The UK’s research council for biological sciences, the BBSRC, has published a nice overview of the potential ethical and social dimensions to the development of synthetic biology. The report – Synthetic biology: social and ethical challenges (737 KB PDF) – is by Andrew Balmer & Paul Martin at the University of Nottingham’s Institute for Science and Society.
The different and contested definitions and visions that people have for synthetic biology are identified at the outset; the authors distinguish between four rather different conceptions of synthetic biology. There’s the Venter approach, consisting of taking a stripped-down organism with a minimal genome, and building desired functions into that. The identification of modular components and the genetic engineering of whole pathways forms a second, but related approach. Both of these visions of synthetic biology still rely on the re-engineering of existing DNA based life; a more ambitious, but much less completely realised, program for synthetic biology, attempts to make wholly artificial cells from non-biological molecules. A fourth strand, which seems less far-reaching in its ambitions, attempts to make novel biomolecules by mimicking the post-transcriptional modification of proteins that is such a source of variety in biology.
What broader issues are likely to arise from this enterprise? The report identifies five areas to worry about. There’s the potential problems and dangers of the uncontrolled release of synthetic organisms into the biosphere; the worry of these techniques being mis-used for the creation of new pathogens for use in bioterrorism, the potential for the creation of monopolies through an unduly restrictive patenting regime, and implications for trade and global justice.

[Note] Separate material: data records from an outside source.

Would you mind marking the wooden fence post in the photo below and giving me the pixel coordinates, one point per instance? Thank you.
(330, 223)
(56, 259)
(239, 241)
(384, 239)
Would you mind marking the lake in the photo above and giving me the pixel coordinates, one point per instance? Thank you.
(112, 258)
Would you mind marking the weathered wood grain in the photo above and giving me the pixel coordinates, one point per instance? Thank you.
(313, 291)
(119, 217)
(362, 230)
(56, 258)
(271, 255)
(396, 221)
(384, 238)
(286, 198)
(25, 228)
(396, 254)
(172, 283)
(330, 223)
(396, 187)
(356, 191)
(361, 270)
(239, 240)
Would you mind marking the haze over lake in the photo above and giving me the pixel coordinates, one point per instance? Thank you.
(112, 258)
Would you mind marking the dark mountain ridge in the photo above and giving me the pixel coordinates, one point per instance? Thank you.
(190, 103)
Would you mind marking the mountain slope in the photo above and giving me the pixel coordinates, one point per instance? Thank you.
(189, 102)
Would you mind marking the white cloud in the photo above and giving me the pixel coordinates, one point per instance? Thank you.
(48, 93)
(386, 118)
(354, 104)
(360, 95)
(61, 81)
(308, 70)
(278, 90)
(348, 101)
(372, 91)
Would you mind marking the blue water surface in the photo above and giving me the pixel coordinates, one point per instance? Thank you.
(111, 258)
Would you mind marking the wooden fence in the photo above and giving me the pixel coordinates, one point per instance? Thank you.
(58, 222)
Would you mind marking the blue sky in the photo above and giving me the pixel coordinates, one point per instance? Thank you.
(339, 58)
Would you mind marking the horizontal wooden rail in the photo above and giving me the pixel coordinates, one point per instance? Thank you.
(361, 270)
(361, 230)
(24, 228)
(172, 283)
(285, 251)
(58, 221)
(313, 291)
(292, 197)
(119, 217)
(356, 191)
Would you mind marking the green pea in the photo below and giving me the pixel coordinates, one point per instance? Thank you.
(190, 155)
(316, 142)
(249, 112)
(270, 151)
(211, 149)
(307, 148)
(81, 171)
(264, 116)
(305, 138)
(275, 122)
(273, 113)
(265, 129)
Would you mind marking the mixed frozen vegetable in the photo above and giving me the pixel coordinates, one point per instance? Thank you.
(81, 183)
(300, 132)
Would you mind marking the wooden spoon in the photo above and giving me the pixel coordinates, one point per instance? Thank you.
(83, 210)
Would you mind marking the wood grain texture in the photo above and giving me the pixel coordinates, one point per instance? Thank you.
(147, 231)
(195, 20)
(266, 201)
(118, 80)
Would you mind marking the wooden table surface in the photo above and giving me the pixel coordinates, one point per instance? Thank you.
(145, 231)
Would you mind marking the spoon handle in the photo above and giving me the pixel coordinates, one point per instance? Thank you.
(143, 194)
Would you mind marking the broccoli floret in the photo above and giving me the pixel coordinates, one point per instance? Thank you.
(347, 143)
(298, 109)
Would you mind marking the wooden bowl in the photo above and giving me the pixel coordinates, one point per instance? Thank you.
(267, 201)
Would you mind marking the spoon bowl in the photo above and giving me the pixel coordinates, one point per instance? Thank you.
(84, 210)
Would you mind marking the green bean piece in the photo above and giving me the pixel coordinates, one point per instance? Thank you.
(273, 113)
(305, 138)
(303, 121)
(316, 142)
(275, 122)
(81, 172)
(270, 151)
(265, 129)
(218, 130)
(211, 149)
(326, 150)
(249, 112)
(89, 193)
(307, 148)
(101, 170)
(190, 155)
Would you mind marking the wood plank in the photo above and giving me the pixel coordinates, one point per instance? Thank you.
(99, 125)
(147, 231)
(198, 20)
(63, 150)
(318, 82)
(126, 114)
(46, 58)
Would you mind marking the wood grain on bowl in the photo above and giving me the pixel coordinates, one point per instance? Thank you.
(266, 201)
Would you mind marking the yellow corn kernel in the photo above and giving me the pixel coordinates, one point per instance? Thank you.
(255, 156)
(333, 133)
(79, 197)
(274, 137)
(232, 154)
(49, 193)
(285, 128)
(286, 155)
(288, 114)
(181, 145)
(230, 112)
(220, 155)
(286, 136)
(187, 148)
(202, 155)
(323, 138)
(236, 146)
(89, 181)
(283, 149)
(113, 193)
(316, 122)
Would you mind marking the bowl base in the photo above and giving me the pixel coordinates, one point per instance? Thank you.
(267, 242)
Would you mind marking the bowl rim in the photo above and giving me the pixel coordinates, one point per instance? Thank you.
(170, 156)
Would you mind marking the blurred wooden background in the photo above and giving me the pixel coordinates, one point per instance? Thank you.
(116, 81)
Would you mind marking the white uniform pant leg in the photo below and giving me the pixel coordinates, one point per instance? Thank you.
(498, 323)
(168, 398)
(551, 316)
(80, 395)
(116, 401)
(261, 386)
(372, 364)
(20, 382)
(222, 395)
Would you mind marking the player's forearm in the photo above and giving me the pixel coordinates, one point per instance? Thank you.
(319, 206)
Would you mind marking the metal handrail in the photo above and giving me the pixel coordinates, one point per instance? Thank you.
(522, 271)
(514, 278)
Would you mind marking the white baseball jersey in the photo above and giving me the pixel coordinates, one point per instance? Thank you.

Most far-reaching of all, of course, are the philosophical and cultural implications of creating artificial life, with its connotations of transgressing the “natural order”, and the problems of defining the meaning and significance of life itself.
The recommended prescriptions fall into a well-rehearsed pattern – the need for early consideration of governance and regulation, and the desirability of carrying the public along with early public engagement and resistance to the temptation to overhype the potential applications of the technology. As ever, dialogue between scientists and civil society groups, ethicists and social scientists is recommended, a dialogue which, the authors think, will only be credible if there is a real possibility that some lines of research would be abandoned if they were considered too ethically problematical.